Treatment plan - Attending physician plan of treatment which must include: objectives, modalities, frequency of treatment and duration.
Wages - The money rate at which the service tendered is compensated under the hiring contract in force at the time of the accident. This includes the reasonable value of board, rent, housing, lodging or similar advantage received. It also includes the amount of tips required to be reported by the employer to the Internal Revenue Service, or the amount of actual tips reported, whichever amount is greater.
Work capacity evaluation (WCE) - A physical capacity evaluation with special emphasis on the ability to perform a variety of vocationally-oriented tasks based on specific job demands. Work tolerance screening is considered to have the same meaning as WCE.
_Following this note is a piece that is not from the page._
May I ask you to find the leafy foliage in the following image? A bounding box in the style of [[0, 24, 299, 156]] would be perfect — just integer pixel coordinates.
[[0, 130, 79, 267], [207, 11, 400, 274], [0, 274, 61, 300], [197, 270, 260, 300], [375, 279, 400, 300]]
Work hardening – An individualized, medically ordered and monitored, work-oriented treatment process. The worker is involved in simulated or actual work tasks that are structured and graded to progressively increase physical tolerances, stamina, endurance and productivity to return-to-work goals.
Workers' Compensation Board (WCB) - A forum within the Department of Consumer and Business Services for resolving claim disputes between injured workers and insurance carriers who represent employers. This board of five permanent members administers the Workers' Compensation Board Hearings Division and reviews appealed orders of administrative law judges. It also exercises "own motion" jurisdiction. The Governor appoints Board members who represent labor, employers and the public. The Board has its own budget and rule-making authority.
Workers’ Compensation Division (WCD) - A part of the Department of Consumer and Business Services that is responsible for enforcing and regulating Oregon's workers’ compensation law. This also includes making evaluations on claims involving disability. The WCD is funded through an employer premium assessment collected by insurers.